The route begins easily enough on juggy flakes that jog up and slightly right to a vertical, thin hands section that widens slightly at its top. at the top of the crack, break left on a hard boulder problem that guards the final, short fist-sized crack.
Top out on semi-insecure moves to mantle with a tree directly in front of you. Whether you use the root to finish or not is a question only your heart can answer.
Bolted anchor with rap rings, be sure to keep your rope from getting stuck in the crack after rappeling.
elmore, vt
Salt Lake City, UT
Gear is there for the whole route, some sections the rock sounded a bit hollow--not having taken many falls on cams in schist I wasn't sure how trustworthy some of the placements were, but the pro rating is a G for sure. gear available at every stance so just sew it up if you're scared like I was (first 5.11 trad send). A good route for breaking into the grade with positive locks, good jams and clean falls. 10d/11a?
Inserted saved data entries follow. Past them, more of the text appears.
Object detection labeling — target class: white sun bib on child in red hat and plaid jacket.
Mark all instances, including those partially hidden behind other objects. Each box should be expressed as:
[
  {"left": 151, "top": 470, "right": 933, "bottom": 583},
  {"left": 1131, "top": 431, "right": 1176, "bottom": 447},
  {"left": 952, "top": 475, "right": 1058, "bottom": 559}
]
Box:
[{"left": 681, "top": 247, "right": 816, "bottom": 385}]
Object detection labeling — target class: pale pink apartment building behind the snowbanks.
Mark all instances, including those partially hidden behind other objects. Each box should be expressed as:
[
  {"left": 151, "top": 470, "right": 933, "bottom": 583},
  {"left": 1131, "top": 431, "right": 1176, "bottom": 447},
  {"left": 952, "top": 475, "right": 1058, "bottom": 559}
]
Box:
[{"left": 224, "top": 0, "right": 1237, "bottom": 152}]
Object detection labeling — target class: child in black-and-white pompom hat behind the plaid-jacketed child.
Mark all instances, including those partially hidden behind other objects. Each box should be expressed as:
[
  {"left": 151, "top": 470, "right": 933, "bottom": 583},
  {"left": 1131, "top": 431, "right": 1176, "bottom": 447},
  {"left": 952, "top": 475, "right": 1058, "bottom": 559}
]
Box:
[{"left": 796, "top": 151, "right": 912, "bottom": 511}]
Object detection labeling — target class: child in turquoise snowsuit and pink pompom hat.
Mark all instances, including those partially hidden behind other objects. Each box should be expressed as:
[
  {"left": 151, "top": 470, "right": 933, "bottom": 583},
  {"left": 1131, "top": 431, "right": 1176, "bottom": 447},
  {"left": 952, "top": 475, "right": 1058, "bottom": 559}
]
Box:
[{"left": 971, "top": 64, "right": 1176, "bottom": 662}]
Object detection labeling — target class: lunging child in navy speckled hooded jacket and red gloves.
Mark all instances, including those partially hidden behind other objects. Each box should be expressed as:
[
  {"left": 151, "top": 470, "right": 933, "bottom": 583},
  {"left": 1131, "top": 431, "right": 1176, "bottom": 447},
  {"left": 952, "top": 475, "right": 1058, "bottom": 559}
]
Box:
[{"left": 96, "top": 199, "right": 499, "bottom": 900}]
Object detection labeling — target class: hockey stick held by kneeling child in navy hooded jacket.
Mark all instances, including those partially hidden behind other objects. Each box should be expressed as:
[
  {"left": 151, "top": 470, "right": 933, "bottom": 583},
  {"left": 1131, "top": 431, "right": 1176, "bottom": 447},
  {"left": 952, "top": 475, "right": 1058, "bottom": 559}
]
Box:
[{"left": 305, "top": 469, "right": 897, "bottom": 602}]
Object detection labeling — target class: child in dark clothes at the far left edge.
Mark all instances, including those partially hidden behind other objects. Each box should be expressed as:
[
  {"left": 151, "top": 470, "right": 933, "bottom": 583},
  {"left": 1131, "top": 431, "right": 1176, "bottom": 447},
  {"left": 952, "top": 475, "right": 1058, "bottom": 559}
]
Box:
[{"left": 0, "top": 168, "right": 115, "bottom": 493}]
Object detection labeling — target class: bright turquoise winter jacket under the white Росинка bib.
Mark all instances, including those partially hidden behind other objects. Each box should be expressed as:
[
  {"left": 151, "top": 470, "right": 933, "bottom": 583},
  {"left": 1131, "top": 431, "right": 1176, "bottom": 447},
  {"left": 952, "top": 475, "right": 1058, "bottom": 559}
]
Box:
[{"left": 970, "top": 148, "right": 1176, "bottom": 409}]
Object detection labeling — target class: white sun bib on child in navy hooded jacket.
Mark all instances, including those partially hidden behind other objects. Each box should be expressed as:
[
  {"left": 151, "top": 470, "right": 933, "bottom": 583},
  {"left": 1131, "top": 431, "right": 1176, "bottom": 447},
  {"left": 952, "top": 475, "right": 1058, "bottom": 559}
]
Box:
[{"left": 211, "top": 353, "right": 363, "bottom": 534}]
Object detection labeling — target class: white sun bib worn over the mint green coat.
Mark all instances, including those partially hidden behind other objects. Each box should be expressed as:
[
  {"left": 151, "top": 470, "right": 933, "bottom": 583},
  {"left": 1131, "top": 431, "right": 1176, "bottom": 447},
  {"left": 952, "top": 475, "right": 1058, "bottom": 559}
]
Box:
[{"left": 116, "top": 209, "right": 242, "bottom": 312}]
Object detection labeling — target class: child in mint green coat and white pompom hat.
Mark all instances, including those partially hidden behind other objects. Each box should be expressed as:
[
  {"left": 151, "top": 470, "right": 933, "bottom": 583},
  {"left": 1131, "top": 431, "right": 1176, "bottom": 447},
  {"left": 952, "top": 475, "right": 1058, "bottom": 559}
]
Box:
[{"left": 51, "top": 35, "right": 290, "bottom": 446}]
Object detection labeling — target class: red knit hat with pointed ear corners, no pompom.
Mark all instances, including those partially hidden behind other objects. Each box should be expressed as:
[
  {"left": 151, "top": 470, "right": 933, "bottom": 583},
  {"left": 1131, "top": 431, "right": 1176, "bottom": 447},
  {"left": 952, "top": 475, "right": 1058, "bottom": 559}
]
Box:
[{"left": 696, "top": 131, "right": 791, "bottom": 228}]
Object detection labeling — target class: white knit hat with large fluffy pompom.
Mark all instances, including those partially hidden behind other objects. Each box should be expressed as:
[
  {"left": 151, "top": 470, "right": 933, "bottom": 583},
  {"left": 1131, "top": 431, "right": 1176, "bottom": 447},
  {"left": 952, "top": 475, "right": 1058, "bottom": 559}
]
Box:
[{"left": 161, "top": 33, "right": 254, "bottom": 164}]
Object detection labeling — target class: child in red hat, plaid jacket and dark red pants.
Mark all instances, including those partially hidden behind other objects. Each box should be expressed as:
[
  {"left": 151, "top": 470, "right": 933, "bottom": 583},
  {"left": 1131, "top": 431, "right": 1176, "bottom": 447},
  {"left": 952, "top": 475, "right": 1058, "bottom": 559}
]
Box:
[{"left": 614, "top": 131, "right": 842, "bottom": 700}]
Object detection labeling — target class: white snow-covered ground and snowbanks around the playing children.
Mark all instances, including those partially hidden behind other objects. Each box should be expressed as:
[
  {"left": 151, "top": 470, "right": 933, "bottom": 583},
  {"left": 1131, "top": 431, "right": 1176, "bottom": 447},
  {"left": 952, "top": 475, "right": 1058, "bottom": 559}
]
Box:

GEAR BETA SPOILER ALERT: Climbed this on a mostly single rack, I brought/placed extra 0.5 and 0.75 BD Camalots (sewed it up) though with more nut placements I'm sure it goes on a single rack to #3. Sep 25, 2014
Burlington, VT
Old broken anchor bolt: youtu.be/tqGqymr7jgE
Old anchor location:
Richmond, VT
If it was a spinner and a wedge bolt (which it looks like in the video) the hole probably wasn't cleaned enough and debris clogged the sleeve/cone interface. Maybe the bolt wasn't torqued properly either and the load/unload cycle of lowers/raps loosened up the expansion collar. Those would be typical causes of a spinner for such a new bolt. It would be interesting to know if the bolt ever tightened properly or was a spinner at installation. Regardless, it's an academic issue at this point. Thanks for that.
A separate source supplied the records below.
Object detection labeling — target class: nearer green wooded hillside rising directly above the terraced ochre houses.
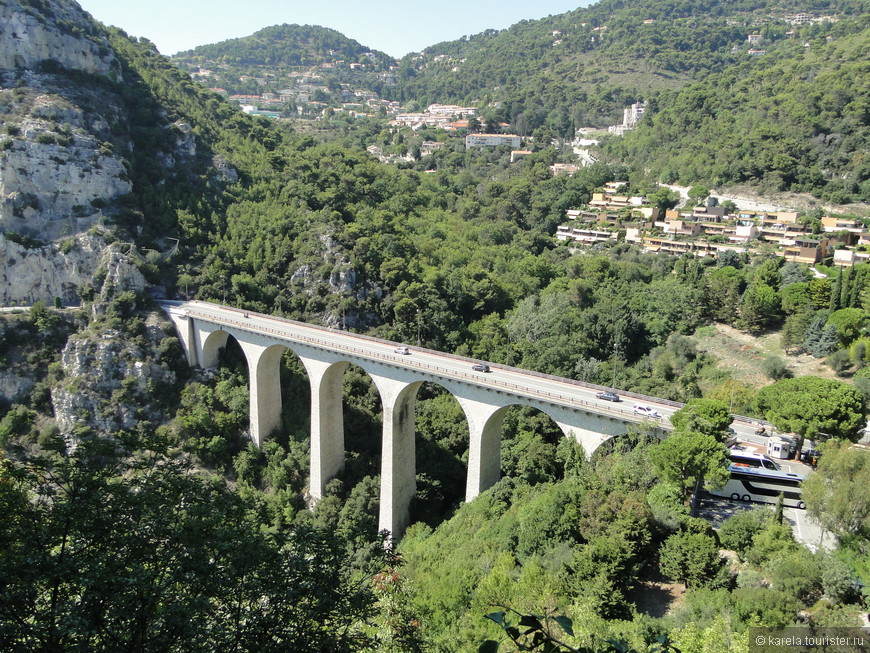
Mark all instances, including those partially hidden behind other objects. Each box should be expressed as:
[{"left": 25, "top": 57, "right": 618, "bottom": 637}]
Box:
[{"left": 606, "top": 15, "right": 870, "bottom": 204}]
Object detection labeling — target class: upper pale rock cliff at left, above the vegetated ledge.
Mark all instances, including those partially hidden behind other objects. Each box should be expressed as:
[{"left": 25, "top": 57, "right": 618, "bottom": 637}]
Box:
[{"left": 0, "top": 0, "right": 132, "bottom": 240}]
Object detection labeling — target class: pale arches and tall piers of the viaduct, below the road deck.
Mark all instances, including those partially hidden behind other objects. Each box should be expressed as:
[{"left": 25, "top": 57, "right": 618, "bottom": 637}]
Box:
[{"left": 194, "top": 323, "right": 620, "bottom": 534}]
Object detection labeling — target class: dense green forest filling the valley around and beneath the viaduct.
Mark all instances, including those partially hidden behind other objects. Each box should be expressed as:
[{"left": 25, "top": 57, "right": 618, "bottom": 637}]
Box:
[{"left": 0, "top": 3, "right": 870, "bottom": 653}]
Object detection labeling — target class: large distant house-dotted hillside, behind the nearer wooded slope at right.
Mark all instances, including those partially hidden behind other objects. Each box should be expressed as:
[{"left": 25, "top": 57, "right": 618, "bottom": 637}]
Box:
[{"left": 395, "top": 0, "right": 861, "bottom": 127}]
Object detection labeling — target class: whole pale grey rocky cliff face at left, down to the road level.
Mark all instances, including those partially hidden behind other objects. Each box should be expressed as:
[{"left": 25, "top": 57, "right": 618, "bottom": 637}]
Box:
[{"left": 0, "top": 0, "right": 196, "bottom": 305}]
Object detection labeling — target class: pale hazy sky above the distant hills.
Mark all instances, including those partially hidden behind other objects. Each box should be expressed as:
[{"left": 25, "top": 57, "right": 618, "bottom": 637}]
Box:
[{"left": 78, "top": 0, "right": 590, "bottom": 58}]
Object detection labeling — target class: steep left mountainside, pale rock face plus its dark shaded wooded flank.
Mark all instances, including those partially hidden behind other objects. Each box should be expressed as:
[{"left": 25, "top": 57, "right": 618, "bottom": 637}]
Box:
[{"left": 0, "top": 0, "right": 252, "bottom": 304}]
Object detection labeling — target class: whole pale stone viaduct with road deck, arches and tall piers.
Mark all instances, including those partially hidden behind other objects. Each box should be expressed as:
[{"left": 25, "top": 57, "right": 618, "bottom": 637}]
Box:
[{"left": 163, "top": 302, "right": 679, "bottom": 536}]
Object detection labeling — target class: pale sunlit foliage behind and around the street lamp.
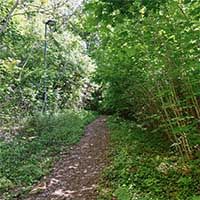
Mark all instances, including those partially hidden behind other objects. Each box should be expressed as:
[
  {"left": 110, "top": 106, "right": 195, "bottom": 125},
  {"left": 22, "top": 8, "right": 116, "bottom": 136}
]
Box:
[{"left": 0, "top": 0, "right": 95, "bottom": 126}]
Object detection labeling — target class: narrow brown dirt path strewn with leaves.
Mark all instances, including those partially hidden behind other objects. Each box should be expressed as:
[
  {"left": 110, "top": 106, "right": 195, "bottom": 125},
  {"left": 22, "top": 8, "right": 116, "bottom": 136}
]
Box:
[{"left": 26, "top": 116, "right": 108, "bottom": 200}]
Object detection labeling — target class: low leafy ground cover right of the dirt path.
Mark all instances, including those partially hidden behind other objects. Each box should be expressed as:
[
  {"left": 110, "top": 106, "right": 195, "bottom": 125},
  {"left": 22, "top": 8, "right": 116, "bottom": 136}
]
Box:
[{"left": 99, "top": 118, "right": 200, "bottom": 200}]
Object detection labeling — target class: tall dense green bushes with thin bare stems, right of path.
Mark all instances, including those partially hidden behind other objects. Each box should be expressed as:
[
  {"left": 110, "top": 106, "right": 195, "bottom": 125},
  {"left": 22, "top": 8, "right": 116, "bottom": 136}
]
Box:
[{"left": 86, "top": 0, "right": 200, "bottom": 160}]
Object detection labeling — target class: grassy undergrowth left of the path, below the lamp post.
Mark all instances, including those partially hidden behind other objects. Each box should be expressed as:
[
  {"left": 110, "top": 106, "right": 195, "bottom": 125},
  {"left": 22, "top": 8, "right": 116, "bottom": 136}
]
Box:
[{"left": 0, "top": 110, "right": 95, "bottom": 199}]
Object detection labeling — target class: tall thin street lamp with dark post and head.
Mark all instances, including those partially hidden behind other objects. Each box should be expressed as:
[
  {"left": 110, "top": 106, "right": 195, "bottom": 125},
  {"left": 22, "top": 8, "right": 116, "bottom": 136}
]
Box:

The fact that the bolt has all the tensile play is interesting. That makes me believe that the expansion sleeve is stuck and the stud is what is moving. Maybe a lot of causes there. Old drill bit maybe. Fixe supposedly sent out a batch of 10mm bolts to people who ordered 3/8" bolts (9.5mm). Maybe that was one of the bad batch. Hard to know without more info that is really all irrelevant now that it has been replaced.
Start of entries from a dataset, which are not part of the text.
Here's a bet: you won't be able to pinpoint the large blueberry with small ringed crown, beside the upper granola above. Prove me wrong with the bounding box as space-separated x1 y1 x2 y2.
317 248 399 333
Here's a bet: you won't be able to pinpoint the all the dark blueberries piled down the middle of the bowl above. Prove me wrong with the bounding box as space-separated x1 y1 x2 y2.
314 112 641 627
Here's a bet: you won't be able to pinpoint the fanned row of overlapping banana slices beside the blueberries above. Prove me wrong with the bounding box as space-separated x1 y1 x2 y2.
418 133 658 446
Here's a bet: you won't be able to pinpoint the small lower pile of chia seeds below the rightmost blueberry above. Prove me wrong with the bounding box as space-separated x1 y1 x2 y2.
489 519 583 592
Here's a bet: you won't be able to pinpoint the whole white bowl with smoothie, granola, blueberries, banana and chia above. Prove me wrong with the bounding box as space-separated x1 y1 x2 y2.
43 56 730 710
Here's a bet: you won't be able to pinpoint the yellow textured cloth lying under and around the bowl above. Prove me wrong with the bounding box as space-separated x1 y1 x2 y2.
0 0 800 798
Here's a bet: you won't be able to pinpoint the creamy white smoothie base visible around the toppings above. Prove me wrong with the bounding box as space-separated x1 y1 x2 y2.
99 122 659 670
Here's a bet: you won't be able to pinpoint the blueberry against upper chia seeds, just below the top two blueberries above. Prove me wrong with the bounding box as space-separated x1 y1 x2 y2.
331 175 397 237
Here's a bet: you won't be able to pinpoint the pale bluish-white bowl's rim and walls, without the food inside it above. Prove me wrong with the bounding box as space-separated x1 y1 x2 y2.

I can give you some stainless links and rings for the new bolts if you want. PM me. Oct 5, 2015
Albany, NY
Thanks for cleaning that anchor up, moving the bolts up and back is the way to go IMO. As you said, solves both issues while providing relief to the tree. Glue-ins seem logical as well.
BTW-Psyched to check out the October Wall routes.
Interesting thing about the spinner is that when I removed the bolts on the Rose, one of the bolts was indeed spinning and had a decent amount of lateral wiggle in the hole. Surely could have been caused by a variety of things. Guess we will never know for sure.
What's up Greg!
I appreciate your insightful comments and believe they are very relevant!
Again, very glad these were removed and replaced
Big Thanks to you both for your efforts at the local VT crags and beyond, greatly appreciated! Jan 25, 2016
vt
Burlington, VT
Burlington, VT
To that end I once threatened a climbing partner that I would cut the root if he used it on his redpoint and he said he would take to Mountain Project to accuse me of "chipping" a classic.